“The Narcoleptic Therapist”

She warned me that this could happen.

“But I take exquisite notes,” she said. “I miss nothing!”

So far I’ve had no reason to doubt her. Last week, she referred to my husband’s second cousin by name. And she mentioned Bunky, my brother’s dog’s one-eyed teddy bear. But there’s a first time for everythingor, as it were, for nothing.
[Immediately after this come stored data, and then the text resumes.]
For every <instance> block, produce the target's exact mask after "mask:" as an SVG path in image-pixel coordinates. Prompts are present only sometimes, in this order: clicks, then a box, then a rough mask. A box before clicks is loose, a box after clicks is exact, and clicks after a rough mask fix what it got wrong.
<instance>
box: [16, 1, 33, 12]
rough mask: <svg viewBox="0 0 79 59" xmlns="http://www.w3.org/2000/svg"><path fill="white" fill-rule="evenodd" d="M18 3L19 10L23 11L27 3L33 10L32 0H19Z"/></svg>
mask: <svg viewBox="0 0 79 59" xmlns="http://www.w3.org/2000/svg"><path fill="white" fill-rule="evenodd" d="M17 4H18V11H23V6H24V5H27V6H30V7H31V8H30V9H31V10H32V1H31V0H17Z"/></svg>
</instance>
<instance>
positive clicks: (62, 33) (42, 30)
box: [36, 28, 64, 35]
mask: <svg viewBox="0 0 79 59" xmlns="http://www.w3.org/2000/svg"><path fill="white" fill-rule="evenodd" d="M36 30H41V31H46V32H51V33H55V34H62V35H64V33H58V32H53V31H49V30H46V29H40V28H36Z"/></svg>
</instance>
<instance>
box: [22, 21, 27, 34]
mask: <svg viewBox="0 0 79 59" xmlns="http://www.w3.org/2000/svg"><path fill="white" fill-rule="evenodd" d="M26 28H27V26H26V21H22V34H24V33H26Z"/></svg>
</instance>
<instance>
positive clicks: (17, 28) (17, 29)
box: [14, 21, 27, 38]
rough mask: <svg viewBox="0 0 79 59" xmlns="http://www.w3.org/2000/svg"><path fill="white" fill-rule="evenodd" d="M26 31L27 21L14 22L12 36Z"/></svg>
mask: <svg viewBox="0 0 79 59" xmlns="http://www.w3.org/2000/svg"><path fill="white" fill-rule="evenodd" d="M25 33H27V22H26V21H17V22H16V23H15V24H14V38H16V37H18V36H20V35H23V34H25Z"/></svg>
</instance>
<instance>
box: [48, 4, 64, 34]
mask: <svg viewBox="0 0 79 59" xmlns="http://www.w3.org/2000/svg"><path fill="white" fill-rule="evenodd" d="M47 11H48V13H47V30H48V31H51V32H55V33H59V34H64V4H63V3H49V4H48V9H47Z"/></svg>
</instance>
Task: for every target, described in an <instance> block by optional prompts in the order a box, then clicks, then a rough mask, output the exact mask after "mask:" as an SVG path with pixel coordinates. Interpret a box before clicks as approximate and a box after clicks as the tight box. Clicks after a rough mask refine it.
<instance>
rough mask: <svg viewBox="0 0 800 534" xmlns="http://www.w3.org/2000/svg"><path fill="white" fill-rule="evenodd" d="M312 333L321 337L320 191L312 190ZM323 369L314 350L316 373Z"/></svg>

The subject: phantom limbs. I was making an elaborate if not uneducated analogy about how phantom-limb-pain can supposedly be “cured” with mirror-therapy, allowing the brain of the phantom-limb-pained patient to be reprogrammed with new images.

“Brilliant!” Dr. W said.

“Now,” I continued, “if only I could find some emotional equivalent to a lost elbow? And find a way to reconcile it with the reverse image of my good elbow!And maybe re-learn how to see myself /slash/ satisfy my brain in some other capacity, maybe I’d be able to—?”

While I busied myself with arm-flapping and fist-making visualizations I had failed to notice what my therapist could not see: me. Her eyes were defiantly closed. So I tiptoed out of her office. And vowed to keep my myopic self-obsession at a more manageable, Bunkyish level.                                    Not the dream analysis Freud had in mind.